On Wednesday, 13 January 2021 at 13:47:55 UTC, Roguish wrote:
On Wednesday, 13 January 2021 at 13:30:48 UTC, Roguish wrote:
Anything else I need to know when debugging on Linux, without an IDE?

One specific question I have is: what's the difference between -g and -debug and -d-debug?

Also, what does it mean to "always emit a stackframe" (compiler option -gs) ?

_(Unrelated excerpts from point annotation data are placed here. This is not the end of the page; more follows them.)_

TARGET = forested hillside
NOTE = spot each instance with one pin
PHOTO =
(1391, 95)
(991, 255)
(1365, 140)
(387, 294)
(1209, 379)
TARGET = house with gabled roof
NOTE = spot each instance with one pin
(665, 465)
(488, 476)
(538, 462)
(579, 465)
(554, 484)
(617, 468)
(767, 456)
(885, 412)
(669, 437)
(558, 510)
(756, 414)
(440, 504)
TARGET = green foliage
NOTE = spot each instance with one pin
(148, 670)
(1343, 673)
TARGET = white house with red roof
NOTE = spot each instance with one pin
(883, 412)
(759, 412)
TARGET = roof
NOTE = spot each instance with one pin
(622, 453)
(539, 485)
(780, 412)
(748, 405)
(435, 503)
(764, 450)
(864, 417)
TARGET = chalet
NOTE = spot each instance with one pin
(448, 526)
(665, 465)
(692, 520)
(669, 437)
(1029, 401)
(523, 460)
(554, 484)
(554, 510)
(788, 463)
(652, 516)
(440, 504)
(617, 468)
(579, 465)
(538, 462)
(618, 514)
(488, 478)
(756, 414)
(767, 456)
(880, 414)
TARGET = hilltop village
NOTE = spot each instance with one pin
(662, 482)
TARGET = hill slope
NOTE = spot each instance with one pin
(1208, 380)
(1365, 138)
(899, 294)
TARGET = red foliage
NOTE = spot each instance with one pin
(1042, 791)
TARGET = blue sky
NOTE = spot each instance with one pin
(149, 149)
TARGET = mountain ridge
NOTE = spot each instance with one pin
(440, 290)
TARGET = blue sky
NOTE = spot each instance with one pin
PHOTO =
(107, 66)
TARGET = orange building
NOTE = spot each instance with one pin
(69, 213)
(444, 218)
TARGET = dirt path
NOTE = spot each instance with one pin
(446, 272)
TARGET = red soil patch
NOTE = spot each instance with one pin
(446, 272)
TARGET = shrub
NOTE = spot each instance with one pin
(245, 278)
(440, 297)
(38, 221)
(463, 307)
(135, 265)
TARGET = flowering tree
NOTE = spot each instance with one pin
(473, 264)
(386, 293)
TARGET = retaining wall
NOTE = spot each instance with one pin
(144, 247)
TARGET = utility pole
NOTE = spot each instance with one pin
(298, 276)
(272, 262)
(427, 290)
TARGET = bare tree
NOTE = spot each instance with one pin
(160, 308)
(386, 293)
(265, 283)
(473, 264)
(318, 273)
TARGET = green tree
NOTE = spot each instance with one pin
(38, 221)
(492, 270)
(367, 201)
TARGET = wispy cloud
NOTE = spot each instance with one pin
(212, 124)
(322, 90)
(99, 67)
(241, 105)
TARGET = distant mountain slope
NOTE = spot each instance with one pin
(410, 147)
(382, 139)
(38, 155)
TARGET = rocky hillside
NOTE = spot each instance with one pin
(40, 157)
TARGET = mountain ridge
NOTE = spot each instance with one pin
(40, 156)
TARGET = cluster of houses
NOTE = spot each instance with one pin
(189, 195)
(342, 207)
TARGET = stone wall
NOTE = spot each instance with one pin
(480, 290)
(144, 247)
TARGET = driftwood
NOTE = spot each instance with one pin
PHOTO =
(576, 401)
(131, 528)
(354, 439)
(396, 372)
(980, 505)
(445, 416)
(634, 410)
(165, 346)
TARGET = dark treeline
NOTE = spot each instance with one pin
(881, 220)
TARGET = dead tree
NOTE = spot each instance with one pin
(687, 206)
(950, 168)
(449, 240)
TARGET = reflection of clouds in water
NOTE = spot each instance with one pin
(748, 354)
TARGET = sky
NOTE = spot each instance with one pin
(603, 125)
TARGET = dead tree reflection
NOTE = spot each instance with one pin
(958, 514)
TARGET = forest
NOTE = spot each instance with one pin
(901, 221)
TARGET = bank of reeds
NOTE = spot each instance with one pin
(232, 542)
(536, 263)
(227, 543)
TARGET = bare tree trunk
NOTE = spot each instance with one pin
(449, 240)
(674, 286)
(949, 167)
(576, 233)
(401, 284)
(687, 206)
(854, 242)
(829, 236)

-g     : generate dwarf info, the debug info, the most important
-debug : compiles the debug statements, e.g debug logging. not so important, this
         is a conditional compilation feature.
-gs : always emit a prelude/prologue. but dmd pretty much always do that even
         when not required (sigh).

You really mostly only requires -g. Then you have to learn gdb.
A few basis to get started, a session for a segfault is often like

  $ gdb ./myapp
  $ run

and when it crashes, note the source position, additionally

  $ bt
  $ p somevar
  $ p some.more.complex.expression

may already give interesting infos. If not, during a second session you will rather put breakpoints to see what happens before the access violation and step from that breakpoint to the code that accesses unowned memory.

  $ gdb ./myapp
  $ break <somefile>.d <linenum>
  $ run

and then step by step, each time it pauses you inspect the interesting stuff. Note that I may be wrong on the syntax of the commands as I always use an IDE GUI.